Veena Sud Talks Seven Seconds and Why Now Is the Right Time to Tell This Story
Photo: Jojo Whilden/Netflix
The pilot episode of Seven Seconds, which premiered on Netflix last Friday, ends with the sight of bright red blood spattered against the stark white snow. It’s the blood of teenager Brenton Butler, hit by a car and abandoned on the side of the road. The haunting image is devastating.
For executive producer Veena Sud, it was imperative that the series, set in New Jersey, take place in winter, when snow covers the ground.
“That blood remains a testimony to what happened there and doesn’t go away,” she tells Paste. She also wanted to make sure the series addressed how long bodies are often left out after a tragedy has occurred. “A child could lay out there in full view of neighbors, family, mothers. It felt like that part of the story is what I really wanted to focus on. How can that happen and what message does that send to the community, to this country, about whose lives and whose bodies matter?”
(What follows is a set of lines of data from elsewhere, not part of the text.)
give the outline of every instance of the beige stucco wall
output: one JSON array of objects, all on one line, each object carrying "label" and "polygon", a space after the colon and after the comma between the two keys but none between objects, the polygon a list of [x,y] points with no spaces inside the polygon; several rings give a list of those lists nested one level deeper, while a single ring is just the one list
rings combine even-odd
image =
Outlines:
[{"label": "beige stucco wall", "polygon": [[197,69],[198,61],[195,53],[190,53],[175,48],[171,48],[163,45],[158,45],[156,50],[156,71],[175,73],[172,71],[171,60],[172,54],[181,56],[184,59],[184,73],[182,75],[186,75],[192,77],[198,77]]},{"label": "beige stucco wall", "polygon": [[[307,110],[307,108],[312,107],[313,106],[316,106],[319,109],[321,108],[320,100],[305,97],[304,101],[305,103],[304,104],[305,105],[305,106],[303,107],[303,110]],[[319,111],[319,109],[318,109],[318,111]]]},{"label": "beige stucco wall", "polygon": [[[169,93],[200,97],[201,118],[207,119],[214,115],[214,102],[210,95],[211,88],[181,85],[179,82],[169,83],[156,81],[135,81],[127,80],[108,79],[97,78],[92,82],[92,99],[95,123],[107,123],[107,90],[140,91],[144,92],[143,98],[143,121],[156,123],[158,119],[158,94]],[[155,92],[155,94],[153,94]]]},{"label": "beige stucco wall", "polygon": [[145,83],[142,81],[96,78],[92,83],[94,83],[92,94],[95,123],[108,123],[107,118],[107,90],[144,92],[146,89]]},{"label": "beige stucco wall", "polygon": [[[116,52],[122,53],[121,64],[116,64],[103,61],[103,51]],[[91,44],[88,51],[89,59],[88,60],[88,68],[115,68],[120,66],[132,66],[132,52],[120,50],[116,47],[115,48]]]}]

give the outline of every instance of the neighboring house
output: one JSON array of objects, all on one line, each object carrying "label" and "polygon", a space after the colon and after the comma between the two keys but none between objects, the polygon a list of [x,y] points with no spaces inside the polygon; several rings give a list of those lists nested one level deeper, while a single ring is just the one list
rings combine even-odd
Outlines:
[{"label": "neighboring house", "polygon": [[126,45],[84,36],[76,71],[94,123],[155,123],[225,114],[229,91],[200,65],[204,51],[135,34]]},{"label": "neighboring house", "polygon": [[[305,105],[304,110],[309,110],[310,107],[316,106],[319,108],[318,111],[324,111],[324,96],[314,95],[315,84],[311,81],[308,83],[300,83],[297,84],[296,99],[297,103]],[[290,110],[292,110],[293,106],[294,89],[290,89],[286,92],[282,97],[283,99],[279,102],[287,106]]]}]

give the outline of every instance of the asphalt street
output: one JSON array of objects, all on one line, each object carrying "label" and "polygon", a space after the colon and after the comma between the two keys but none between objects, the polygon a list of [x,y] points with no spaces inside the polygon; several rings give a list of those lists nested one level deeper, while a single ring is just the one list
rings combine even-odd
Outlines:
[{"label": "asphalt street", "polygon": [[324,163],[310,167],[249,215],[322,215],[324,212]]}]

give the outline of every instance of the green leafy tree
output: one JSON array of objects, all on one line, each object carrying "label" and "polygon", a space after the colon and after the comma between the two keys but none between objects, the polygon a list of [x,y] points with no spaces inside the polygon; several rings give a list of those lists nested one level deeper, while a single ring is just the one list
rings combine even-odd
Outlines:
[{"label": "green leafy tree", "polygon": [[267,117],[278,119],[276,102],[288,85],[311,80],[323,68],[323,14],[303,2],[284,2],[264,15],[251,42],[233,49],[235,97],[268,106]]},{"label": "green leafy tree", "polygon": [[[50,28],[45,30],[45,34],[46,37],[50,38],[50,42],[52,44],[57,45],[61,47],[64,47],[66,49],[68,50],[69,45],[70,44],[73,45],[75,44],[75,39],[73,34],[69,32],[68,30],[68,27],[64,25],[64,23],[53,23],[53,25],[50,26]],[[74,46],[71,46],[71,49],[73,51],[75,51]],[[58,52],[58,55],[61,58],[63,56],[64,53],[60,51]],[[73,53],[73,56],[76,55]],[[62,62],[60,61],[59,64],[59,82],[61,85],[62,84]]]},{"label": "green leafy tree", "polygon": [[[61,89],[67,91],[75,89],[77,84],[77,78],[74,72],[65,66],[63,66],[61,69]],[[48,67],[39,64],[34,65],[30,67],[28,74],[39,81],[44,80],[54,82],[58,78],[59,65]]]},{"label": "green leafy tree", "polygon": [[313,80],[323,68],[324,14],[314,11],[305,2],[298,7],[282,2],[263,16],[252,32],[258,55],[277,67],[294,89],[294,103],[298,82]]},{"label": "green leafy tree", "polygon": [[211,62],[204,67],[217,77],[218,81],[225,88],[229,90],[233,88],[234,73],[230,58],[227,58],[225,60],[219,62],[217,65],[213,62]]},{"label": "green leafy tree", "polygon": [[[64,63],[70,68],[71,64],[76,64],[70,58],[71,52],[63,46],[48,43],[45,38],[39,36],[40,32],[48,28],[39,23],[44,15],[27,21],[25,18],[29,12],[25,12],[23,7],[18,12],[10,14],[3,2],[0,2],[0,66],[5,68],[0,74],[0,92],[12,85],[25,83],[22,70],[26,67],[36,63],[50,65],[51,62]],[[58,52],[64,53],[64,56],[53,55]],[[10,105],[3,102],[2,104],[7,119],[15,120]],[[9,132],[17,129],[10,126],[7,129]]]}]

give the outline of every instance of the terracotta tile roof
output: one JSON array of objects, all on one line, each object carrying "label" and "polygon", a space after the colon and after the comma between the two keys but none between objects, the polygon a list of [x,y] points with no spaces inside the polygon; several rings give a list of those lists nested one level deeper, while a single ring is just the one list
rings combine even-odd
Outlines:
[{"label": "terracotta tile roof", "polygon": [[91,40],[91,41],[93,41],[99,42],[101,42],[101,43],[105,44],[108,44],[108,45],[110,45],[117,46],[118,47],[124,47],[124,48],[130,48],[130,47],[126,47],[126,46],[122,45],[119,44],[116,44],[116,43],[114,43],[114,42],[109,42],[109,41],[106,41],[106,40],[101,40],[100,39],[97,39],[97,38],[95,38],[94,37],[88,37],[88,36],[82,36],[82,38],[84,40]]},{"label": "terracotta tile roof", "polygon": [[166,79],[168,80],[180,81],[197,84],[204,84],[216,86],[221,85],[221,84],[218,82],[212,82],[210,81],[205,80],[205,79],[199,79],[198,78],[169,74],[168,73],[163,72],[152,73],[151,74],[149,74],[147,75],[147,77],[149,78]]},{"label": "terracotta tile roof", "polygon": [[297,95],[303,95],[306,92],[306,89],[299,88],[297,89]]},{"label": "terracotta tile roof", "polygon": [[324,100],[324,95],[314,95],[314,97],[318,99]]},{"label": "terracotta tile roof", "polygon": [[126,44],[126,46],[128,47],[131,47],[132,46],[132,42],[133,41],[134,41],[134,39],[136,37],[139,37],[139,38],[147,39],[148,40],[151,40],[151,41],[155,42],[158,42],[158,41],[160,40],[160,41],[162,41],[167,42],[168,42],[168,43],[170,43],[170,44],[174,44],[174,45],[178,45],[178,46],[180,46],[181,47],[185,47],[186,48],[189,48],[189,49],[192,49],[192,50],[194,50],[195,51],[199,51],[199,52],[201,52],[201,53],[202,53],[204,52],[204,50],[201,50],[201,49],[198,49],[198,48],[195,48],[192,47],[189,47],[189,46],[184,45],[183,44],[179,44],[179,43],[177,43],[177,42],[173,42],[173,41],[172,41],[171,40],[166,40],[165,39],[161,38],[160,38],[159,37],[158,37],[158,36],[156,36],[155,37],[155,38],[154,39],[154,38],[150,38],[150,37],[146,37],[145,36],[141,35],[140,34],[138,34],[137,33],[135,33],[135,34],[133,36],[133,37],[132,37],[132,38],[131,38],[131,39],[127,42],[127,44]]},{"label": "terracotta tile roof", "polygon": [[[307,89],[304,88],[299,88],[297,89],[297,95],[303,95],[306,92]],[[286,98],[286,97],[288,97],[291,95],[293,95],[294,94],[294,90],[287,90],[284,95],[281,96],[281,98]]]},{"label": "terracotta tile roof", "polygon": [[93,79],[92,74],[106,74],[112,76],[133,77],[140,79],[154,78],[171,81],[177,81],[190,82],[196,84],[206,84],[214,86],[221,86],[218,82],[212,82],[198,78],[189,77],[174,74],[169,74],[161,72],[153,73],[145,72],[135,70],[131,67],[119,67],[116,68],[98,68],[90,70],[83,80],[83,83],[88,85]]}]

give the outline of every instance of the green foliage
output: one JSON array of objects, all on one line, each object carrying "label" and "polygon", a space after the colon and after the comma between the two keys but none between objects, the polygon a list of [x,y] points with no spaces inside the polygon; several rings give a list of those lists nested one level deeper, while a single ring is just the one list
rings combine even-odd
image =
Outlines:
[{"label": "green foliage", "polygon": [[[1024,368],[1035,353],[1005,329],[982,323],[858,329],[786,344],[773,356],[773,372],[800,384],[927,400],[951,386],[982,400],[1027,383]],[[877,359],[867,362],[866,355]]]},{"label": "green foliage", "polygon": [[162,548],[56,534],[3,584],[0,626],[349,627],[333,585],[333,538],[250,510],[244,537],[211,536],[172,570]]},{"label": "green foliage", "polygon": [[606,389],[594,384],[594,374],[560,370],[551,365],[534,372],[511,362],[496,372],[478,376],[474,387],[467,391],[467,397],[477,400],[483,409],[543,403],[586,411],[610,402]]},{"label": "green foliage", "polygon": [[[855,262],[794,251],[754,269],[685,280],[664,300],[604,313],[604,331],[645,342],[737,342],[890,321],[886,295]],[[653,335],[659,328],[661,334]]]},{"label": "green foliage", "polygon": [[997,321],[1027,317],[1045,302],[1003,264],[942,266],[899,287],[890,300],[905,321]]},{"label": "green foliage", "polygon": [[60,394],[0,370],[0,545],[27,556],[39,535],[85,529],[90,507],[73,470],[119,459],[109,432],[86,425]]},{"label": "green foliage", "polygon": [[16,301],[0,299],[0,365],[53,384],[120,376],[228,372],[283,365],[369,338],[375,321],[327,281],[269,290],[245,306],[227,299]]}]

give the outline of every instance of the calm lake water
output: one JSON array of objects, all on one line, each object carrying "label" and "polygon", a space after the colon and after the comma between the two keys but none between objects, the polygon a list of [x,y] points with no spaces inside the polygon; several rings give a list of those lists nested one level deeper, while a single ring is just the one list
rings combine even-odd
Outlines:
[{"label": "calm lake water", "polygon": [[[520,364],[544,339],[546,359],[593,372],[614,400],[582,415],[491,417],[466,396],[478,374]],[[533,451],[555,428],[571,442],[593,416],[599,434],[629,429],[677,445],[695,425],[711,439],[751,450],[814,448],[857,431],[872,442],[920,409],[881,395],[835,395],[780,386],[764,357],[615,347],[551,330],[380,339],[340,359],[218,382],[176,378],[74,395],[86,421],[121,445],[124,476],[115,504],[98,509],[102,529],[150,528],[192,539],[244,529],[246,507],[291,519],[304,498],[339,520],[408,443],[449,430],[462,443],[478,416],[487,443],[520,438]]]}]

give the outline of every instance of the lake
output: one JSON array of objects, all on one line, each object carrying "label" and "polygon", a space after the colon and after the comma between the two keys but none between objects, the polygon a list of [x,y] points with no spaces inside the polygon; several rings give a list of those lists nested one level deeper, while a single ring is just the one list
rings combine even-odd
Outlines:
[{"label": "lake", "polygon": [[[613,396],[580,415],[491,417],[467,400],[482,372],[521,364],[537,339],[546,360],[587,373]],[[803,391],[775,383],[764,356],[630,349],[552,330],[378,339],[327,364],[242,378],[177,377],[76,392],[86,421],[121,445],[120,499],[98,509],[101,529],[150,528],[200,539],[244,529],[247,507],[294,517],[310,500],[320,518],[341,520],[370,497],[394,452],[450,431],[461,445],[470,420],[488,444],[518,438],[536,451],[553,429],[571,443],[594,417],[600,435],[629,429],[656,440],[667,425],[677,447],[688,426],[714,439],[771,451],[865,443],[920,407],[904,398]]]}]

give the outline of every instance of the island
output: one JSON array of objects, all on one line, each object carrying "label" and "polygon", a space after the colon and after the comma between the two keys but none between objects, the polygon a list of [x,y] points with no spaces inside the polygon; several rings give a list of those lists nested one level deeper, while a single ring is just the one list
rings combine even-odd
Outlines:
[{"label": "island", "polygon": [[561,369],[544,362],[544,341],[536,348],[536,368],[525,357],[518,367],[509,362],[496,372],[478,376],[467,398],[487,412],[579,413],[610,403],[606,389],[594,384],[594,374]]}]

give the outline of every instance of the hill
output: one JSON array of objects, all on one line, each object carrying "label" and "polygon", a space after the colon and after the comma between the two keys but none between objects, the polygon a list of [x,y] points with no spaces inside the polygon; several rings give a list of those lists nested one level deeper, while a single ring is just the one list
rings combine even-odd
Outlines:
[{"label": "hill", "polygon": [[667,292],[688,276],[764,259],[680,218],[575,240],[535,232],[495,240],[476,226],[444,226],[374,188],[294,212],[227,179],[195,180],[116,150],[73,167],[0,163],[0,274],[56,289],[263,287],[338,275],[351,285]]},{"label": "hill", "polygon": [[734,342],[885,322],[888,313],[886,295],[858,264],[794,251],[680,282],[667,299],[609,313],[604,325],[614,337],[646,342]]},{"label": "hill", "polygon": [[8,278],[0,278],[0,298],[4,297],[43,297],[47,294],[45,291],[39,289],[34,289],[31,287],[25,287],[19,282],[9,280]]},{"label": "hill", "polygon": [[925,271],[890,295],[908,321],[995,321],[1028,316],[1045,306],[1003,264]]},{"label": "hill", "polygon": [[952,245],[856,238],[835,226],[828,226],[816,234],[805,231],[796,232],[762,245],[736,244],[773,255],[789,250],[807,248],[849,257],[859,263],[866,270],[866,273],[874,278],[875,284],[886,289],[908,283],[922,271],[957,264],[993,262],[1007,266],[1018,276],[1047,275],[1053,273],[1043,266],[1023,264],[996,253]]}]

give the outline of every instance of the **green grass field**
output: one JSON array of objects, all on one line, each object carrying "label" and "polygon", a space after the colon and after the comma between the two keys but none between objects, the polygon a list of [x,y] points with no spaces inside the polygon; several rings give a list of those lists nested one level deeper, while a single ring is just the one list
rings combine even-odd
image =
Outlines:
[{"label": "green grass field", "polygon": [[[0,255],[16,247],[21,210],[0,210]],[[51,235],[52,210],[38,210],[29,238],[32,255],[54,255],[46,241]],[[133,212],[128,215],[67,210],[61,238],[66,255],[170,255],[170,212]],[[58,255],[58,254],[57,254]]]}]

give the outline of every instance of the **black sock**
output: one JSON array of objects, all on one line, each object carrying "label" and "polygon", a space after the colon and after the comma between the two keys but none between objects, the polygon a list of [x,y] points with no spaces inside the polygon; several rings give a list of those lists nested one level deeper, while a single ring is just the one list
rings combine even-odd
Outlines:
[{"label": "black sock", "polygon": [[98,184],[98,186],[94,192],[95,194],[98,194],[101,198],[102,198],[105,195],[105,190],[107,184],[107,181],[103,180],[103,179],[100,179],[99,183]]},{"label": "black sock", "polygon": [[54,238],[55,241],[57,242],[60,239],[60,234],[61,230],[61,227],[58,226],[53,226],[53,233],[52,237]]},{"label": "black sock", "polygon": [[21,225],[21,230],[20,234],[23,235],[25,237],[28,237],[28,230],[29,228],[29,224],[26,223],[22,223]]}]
In the spring of 2015, having recently wrapped her series The Killing—which ran for three seasons on AMC before moving to Netflix for its fourth and final season—Sud would turn on the television and see yet another story of a black man or child being shot by the police.
“Very quickly,” she says, “I realized this is a story I wanted to tell and I wanted to tell it in a very honest and unflinching way.”
In the ten-episode series, white narcotics officer Pete Jablonski (Beau Knapp) kills black teenager Brenton Butler not with a gun but by hitting with him with his car. Rushing to the hospital to see his pregnant wife, Pete, who is looking at his phone, doesn’t see Brenton on his bike. When Pete’s fellow officers arrive, his sergeant, Michael DiAngelo (David Lyons), convinces/orders him to flee the scene. An elaborate cover-up ensues; assistant prosecutor KJ Harper (Clare-Hope Ashitey) immediately senses that something isn’t right, while Brenton’s devastated parents (Regina King and Russell Hornsby) search for answers.
But why shy away from the reality of police killing black men and children with guns? Why make it a car accident?
“It was more of being interested in exploring the human story behind all those news headlines and doing a deep dive into all the players involved in these killings,” she says. Focusing on the characters and reserving judgment on them prevents the story from becoming a “political speech” Sud explains.
“It was our mission as writers from the very beginning to not judge, to simply listen, to write human truths to inhabit the skins of every single character and walk in their shoes,” she says. “There are enough headlines that tell very broad sweeping stories. We wanted to do deep dives into, how does a family deal with this? How does a man who thinks of himself as a good man and worked his entire life to be moral deal with this? How does a woman like KJ Harper who has given up on life get her soul back over the course of this story?”